Chapitre 26
Une chute. En pleine nuit. Dans un trou. Le pire ? C'est que ce n'est pas ça, le pire. Quand j'ai pathétiquement battu des bras pour essayer de conserver mon équilibre, John-oh m'a héroïquement attrapé par le bras. Sauf qu'il n'a réussi qu'à tomber avec moi.
J'ai atteint le fond le premier. John-oh a atteint mon dos le premier. Le choc m'a aplati au sol au moment où je tentais de me réceptionner. Mon poignet gauche a protesté. Ou couiné. Ou peut-être qu'il a juste craqué. En tout cas, j'ai mal.
Le poids sur mon corps s'évapore. Des mains m'attrapent et me tirent pour me remettre sur pieds. —
— Hey, ça va là en bas ? 괜찮아 ? nous lance en braquant sur nous sa lampe torche.
Du bout des doigts, je caresse les parois abruptes. Un peu de terre. Beaucoup de roche. Nous ne sommes pas tombés dans une petite cavité, dans un puits ou un piège, nous sommes dans une doline. Le faisceau de lumière nous quitte. Il balaie notre prison temporaire, nous permet d'en estimer la taille. Par bonheur, elle n'est pas trop profonde, peut-être deux mètres cinquante pour trois de diamètres. John-oh ne devrait avoir aucune difficulté à l'escalader. Moi, en revanche... avec mes capacités sportives négatives et mon poignet en vrac...
— 괜찮아, confirme John-Oh.
— Gwenchana aussi, marmotté-je.
Grognon s'esclaffe. Sa lampe glisse sur nous une nouvelle fois tandis qu'il pose une autre question qu'il me traduit ensuite :
— Vous pouvez sortir seuls ?
— Moi non, lui, sans doute, réponds-je en même temps que mon codétenu lance une phrase.
Grognon rit encore avant de décréter que nous devons passer à l'anglais : il n'a aucune envie d'énoncer la totalité de ses phrases en double. Il propose à John-Oh de me servir d'échelle pour que je me hisse hors du trou. Je refuse : ça ne résoudra pas mon problème de poignet et j'ai conscience de ne pas être léger.
Et puis, je doute que John-oh ait envie de pousser sur mes fesses pour m'aider à sortir.
Le mieux, ce serait qu'ils aillent chercher une échelle... et qu'ils préviennent le fils de la propriétaire du restaurant puisque, si j'i bien compris, le champ leur appartient. Faute de trouver mieux, Grognon et Han Seungyong approuvent mon idée avant de nous abandonner à notre triste sort.
Sincèrement, me retrouver coincé dans une doline avec mon crush et un poignet foulé n'a jamais fait partie de mes tops priorités.

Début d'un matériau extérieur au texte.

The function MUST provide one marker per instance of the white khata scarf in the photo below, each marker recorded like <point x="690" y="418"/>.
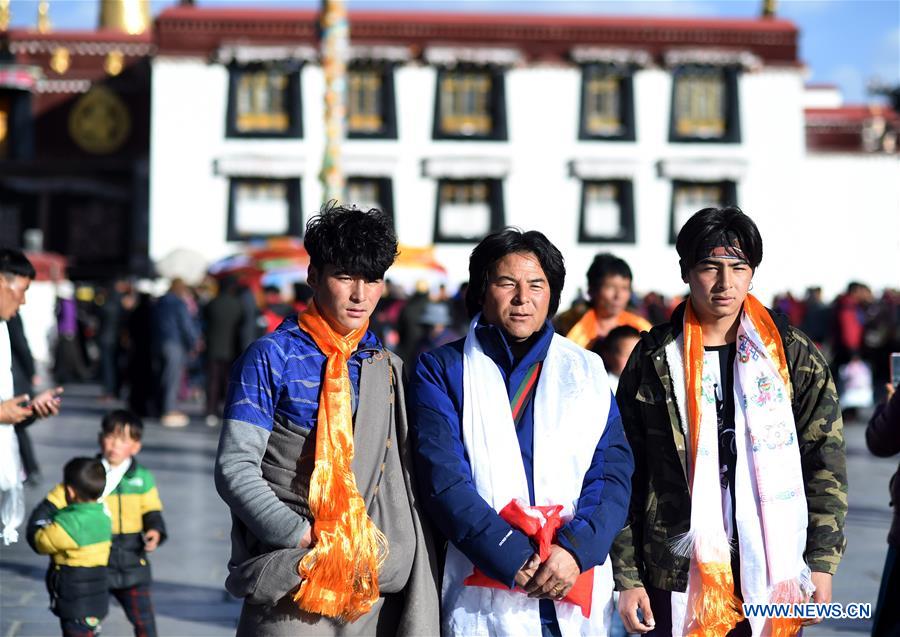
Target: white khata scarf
<point x="770" y="501"/>
<point x="571" y="406"/>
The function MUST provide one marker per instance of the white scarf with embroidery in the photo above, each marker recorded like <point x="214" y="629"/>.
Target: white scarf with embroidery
<point x="770" y="501"/>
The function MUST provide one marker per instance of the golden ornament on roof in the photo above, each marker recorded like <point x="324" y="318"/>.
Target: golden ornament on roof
<point x="60" y="60"/>
<point x="114" y="63"/>
<point x="128" y="16"/>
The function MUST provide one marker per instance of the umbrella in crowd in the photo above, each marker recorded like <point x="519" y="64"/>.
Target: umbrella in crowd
<point x="414" y="265"/>
<point x="284" y="261"/>
<point x="183" y="263"/>
<point x="49" y="266"/>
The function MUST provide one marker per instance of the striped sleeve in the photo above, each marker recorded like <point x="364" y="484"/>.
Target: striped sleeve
<point x="254" y="383"/>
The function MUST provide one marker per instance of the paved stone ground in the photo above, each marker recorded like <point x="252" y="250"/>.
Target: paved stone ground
<point x="190" y="568"/>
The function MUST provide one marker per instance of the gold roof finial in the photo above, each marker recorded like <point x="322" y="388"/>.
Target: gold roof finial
<point x="128" y="16"/>
<point x="4" y="15"/>
<point x="44" y="16"/>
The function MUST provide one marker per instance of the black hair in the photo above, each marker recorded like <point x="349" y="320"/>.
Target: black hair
<point x="717" y="227"/>
<point x="608" y="345"/>
<point x="604" y="265"/>
<point x="15" y="263"/>
<point x="86" y="476"/>
<point x="118" y="420"/>
<point x="497" y="245"/>
<point x="354" y="241"/>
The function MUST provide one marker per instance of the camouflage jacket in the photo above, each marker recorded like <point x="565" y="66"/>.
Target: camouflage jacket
<point x="660" y="500"/>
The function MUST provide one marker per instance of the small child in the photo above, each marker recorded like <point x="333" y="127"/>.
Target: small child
<point x="132" y="502"/>
<point x="77" y="538"/>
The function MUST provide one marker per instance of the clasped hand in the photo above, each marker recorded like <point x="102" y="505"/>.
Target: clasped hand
<point x="552" y="579"/>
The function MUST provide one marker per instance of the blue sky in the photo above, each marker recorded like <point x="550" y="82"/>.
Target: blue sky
<point x="845" y="42"/>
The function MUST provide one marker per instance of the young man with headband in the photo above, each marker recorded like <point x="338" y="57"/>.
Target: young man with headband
<point x="740" y="484"/>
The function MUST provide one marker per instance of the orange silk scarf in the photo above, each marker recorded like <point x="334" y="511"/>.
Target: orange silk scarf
<point x="586" y="329"/>
<point x="340" y="573"/>
<point x="717" y="610"/>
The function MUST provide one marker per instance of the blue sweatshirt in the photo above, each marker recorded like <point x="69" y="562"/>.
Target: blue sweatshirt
<point x="445" y="475"/>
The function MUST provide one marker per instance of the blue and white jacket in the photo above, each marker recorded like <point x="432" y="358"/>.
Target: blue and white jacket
<point x="445" y="475"/>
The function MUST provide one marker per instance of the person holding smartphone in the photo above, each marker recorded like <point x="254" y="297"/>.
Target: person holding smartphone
<point x="883" y="440"/>
<point x="16" y="273"/>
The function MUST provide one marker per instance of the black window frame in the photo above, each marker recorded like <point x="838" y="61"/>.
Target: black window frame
<point x="294" y="100"/>
<point x="388" y="101"/>
<point x="20" y="126"/>
<point x="385" y="193"/>
<point x="626" y="104"/>
<point x="499" y="131"/>
<point x="295" y="220"/>
<point x="495" y="199"/>
<point x="732" y="133"/>
<point x="625" y="191"/>
<point x="729" y="198"/>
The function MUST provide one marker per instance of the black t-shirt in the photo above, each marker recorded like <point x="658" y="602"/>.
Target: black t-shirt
<point x="718" y="371"/>
<point x="718" y="377"/>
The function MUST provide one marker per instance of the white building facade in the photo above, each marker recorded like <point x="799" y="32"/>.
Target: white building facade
<point x="603" y="133"/>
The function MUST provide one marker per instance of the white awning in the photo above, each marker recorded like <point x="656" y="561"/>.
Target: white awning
<point x="246" y="54"/>
<point x="601" y="169"/>
<point x="380" y="52"/>
<point x="453" y="55"/>
<point x="714" y="57"/>
<point x="731" y="169"/>
<point x="607" y="55"/>
<point x="368" y="165"/>
<point x="259" y="166"/>
<point x="466" y="167"/>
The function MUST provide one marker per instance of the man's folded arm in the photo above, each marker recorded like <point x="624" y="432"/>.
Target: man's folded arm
<point x="249" y="414"/>
<point x="445" y="483"/>
<point x="604" y="500"/>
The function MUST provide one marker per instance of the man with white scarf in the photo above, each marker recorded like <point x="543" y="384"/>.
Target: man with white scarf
<point x="740" y="485"/>
<point x="16" y="273"/>
<point x="514" y="415"/>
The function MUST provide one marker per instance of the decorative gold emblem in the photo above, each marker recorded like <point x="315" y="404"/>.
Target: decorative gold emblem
<point x="99" y="122"/>
<point x="60" y="60"/>
<point x="114" y="63"/>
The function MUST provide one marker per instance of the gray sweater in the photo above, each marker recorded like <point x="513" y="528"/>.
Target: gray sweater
<point x="264" y="478"/>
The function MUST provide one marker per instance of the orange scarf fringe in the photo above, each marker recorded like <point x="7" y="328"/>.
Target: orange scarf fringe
<point x="340" y="574"/>
<point x="716" y="609"/>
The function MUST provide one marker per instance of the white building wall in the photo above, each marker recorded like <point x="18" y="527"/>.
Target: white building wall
<point x="189" y="202"/>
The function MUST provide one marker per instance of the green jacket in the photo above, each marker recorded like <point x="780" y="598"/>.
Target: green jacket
<point x="660" y="500"/>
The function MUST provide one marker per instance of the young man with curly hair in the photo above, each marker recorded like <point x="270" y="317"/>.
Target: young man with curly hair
<point x="313" y="460"/>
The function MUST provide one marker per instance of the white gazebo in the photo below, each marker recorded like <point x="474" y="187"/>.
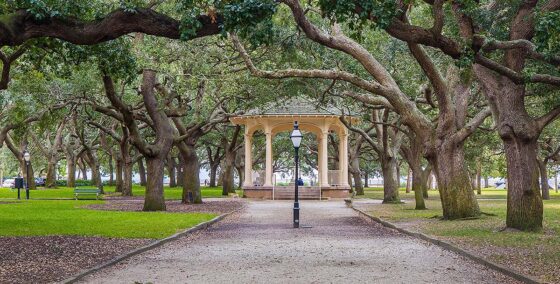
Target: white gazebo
<point x="332" y="183"/>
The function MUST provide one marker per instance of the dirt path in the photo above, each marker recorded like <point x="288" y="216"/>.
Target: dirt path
<point x="258" y="245"/>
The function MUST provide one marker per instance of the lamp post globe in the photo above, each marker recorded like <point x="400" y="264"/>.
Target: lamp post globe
<point x="296" y="138"/>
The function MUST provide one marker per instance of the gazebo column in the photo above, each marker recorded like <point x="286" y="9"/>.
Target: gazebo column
<point x="248" y="160"/>
<point x="324" y="159"/>
<point x="268" y="170"/>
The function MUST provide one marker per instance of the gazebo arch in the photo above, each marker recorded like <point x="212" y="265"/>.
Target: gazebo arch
<point x="276" y="119"/>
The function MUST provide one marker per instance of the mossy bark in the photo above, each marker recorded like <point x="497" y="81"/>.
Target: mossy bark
<point x="142" y="172"/>
<point x="390" y="180"/>
<point x="119" y="175"/>
<point x="228" y="185"/>
<point x="456" y="192"/>
<point x="154" y="198"/>
<point x="524" y="202"/>
<point x="191" y="170"/>
<point x="71" y="172"/>
<point x="545" y="189"/>
<point x="356" y="176"/>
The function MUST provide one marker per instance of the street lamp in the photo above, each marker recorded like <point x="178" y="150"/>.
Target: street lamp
<point x="26" y="158"/>
<point x="296" y="140"/>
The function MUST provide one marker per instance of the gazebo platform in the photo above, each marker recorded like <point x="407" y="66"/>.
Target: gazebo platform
<point x="287" y="192"/>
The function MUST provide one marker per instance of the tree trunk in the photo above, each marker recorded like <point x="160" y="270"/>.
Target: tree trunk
<point x="71" y="171"/>
<point x="142" y="172"/>
<point x="390" y="180"/>
<point x="111" y="170"/>
<point x="96" y="176"/>
<point x="479" y="178"/>
<point x="51" y="174"/>
<point x="419" y="186"/>
<point x="220" y="180"/>
<point x="154" y="199"/>
<point x="31" y="180"/>
<point x="525" y="208"/>
<point x="126" y="164"/>
<point x="213" y="173"/>
<point x="119" y="174"/>
<point x="180" y="171"/>
<point x="354" y="167"/>
<point x="228" y="185"/>
<point x="171" y="167"/>
<point x="545" y="189"/>
<point x="83" y="169"/>
<point x="430" y="181"/>
<point x="409" y="181"/>
<point x="454" y="184"/>
<point x="191" y="174"/>
<point x="127" y="176"/>
<point x="519" y="133"/>
<point x="556" y="181"/>
<point x="241" y="177"/>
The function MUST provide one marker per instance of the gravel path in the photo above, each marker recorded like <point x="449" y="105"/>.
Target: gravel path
<point x="53" y="258"/>
<point x="258" y="245"/>
<point x="210" y="205"/>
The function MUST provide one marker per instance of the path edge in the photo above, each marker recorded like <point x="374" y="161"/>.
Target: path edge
<point x="150" y="246"/>
<point x="450" y="247"/>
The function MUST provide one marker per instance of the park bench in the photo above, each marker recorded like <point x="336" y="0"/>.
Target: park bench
<point x="87" y="191"/>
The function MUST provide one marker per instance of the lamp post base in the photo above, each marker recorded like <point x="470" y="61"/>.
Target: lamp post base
<point x="296" y="215"/>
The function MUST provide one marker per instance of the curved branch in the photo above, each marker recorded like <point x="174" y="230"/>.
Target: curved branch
<point x="21" y="26"/>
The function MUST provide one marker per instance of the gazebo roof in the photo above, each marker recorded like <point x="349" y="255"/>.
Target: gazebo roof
<point x="294" y="106"/>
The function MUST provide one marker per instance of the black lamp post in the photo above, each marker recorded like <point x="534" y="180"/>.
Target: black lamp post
<point x="26" y="158"/>
<point x="296" y="140"/>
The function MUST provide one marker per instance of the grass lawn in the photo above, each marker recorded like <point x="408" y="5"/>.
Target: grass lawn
<point x="66" y="217"/>
<point x="537" y="254"/>
<point x="173" y="193"/>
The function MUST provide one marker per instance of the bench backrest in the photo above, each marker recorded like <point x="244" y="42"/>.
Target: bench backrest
<point x="87" y="190"/>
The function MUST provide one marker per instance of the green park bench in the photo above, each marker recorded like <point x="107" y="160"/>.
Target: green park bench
<point x="87" y="191"/>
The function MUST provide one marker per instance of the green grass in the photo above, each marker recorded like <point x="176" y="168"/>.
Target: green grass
<point x="173" y="193"/>
<point x="538" y="251"/>
<point x="62" y="217"/>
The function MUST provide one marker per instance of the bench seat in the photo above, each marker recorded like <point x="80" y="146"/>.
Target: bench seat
<point x="87" y="191"/>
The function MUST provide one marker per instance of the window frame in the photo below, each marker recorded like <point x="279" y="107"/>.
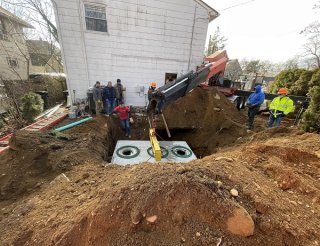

La pénombre nous enveloppe. Malgré moi, je frissonne : je n'ai jamais aimé l'obscurité. Quand j'étais enfant, je me suis cassé un orteil à cause de l'obscurité. Je revenais des toilettes et la lampe du couloir (à détecteur de mouvement) s'est éteinte. J'ai flippé. J'ai couru. Je me suis cogné le pied contre un coin de meuble.
En fait, le scénariste de ma vie devait déjà être à l'ouest parce que forcément, ça m'est arrivé un jeudi de l'ascension. Forcément, y avait pléthore de monde aux urgences. Forcément, mon père a cru que c'était pas si grave et a attendu le matin avant de constater que mon orteil formait un angle « pas très naturel ». Forcément, il est toujours tordu aujourd'hui et si je marche trop ça me fait un mal de chien. Mais peut-être que je n'aurais pas dû le rappeler à mon scénariste adoré. Il n'a pas besoin de ça pour me torturer.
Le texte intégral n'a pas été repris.